I see. Clients should not attempt to issue killCursors from a separate thread. Since killing pinned cursors has never been supported, killCursors is a way for the thread that is iterating the cursor to safely abandon it without exhausting the result set. It has never been a way to kill an active cursor from another thread. That's what killOp/killSessions are for. $changeStream cursors, and tailable cursors in general, are certainly more susceptible to this problem since cursors are pinned for longer. But it's never a good idea to use killCursors while a getMore may be in progress on versions 3.6 and older.

Clearly it would be desirable to allow applications to behave as you describe against future versions of the server.
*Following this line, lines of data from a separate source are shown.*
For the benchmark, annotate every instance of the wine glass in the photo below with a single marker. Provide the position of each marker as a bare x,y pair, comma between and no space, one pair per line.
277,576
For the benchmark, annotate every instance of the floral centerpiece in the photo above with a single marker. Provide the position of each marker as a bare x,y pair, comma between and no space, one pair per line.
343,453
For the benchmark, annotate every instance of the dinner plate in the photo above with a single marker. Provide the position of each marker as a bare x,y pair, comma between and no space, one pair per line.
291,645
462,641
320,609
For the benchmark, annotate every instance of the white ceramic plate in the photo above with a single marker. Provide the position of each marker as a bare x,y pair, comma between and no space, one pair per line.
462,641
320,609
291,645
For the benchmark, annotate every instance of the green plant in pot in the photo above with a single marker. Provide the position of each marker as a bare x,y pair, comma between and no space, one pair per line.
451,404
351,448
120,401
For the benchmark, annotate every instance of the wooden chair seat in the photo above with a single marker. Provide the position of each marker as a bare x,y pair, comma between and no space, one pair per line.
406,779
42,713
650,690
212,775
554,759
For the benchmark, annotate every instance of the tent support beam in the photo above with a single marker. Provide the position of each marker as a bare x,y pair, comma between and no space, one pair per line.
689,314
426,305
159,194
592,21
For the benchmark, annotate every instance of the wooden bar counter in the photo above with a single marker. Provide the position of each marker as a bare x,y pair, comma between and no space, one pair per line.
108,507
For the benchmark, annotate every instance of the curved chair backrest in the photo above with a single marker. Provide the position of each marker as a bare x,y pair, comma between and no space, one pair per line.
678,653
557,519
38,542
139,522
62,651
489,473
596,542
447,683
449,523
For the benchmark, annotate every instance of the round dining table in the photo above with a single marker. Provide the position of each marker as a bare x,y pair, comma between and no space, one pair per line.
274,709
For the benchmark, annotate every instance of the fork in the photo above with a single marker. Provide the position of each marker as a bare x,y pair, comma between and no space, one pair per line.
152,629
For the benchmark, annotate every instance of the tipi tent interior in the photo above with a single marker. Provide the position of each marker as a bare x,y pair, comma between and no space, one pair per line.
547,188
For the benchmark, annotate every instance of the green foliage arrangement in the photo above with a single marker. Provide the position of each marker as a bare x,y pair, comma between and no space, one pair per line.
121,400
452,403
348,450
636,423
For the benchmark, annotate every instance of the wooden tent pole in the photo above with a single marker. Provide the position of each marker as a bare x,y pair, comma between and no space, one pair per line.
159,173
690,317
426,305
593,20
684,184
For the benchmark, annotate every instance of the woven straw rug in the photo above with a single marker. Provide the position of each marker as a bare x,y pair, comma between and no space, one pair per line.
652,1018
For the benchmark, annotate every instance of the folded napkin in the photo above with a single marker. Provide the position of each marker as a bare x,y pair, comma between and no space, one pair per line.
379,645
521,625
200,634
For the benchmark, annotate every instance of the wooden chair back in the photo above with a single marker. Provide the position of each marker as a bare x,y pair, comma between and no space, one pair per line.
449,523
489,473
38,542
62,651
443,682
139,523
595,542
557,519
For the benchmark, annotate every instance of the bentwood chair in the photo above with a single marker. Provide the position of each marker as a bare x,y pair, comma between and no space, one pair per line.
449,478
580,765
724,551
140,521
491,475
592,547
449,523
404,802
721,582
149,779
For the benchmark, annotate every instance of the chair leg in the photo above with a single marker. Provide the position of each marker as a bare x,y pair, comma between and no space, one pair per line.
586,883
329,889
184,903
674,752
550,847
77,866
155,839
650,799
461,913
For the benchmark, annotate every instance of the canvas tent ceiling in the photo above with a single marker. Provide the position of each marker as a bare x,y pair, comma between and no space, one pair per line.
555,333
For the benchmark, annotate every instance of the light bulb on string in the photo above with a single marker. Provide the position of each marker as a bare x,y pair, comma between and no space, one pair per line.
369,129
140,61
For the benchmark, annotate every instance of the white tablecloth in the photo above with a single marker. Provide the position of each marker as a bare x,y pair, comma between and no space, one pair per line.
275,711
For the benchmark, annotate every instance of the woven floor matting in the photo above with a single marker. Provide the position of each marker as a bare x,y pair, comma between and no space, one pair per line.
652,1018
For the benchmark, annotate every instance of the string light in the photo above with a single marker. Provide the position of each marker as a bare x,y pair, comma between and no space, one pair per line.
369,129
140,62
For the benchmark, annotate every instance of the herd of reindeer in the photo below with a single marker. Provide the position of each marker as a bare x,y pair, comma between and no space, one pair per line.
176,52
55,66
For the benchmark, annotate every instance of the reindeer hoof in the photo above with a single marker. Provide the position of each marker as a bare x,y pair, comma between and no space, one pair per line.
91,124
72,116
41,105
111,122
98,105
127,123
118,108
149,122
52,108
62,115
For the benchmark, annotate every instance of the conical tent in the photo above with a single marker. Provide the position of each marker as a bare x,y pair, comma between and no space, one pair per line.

As I alluded to above, we're hoping to schedule this ticket as part of an effort to make killing queries easier, especially queries against sharded clusters.

Comment by Jeffrey Yemin [ 07/Nov/17 ]

david.storch a change stream cursor will typically remain pinned for the majority of its lifetime when the collection that is being watched is mostly idle. Furthermore, because drivers generally iterate cursors in a blocking fashion, for tailable cursors there is typically a loop within the call to cursor.next() which repeatedly calls getMore until at least one document is returned or until an error is reported (e.g. cursorNotFound). So if an application contains a thread that is blocking on a change stream cursor, and another thread that attempts to kill that cursor in order to unblock the first thread, the killCursors command can fail with the following error:

{ "ok" : 0.0, "errmsg" : "cursor id 5290539973175233834 is already in use", "code" : 12051, "codeName" : "Location12051", ... }

This is different from what's reported for a normal tailable cursor in a similar situation:

{ "cursorsKilled" : [], "cursorsNotFound" : [], "cursorsAlive" : [{ "$numberLong" : "237307113234" }], "cursorsUnknown" : [], "ok" : 1.0, ... }

but the effect is the same: the cursor remains alive, and an application with a thread blocking on the cursor iteration may never exit.

Drivers could work around this by inserting within that inner loop that's calling getMore a check of whether the application has at least attempted to close the cursor, and that would catch most of the problems, but currently that's not specified behavior for all drivers. But that has the bad effect of leaving the change stream cursor open on the server until it times out.

Comment by David Storch [ 07/Nov/17 ]

jeff.yemin, I'm not sure I follow the relationship between this ticket and change streams, can you elaborate?

Note that pinned cursors may be killed with killOp. Also note that we hope to improve cursor-killing behavior for 3.8. Our hope is that in 3.8 users will be able to preemptively kill all cursors belonging to a sharded operation using killSessions.

Comment by Jeffrey Yemin [ 06/Nov/17 ]

This appears to be the root cause of JAVA-2651, where a user reports a tailable cursor that won't die. david.storch I'm wondering if this affects change streams, as the pattern of closing a change stream cursor from another thread, in order to stop the change stream cursor iteration, is likely to be quite common.

Comment by Mathias Stearn [ 07/Feb/17 ]

This will be needed to support abandoning exhaust cursors without closing the connection.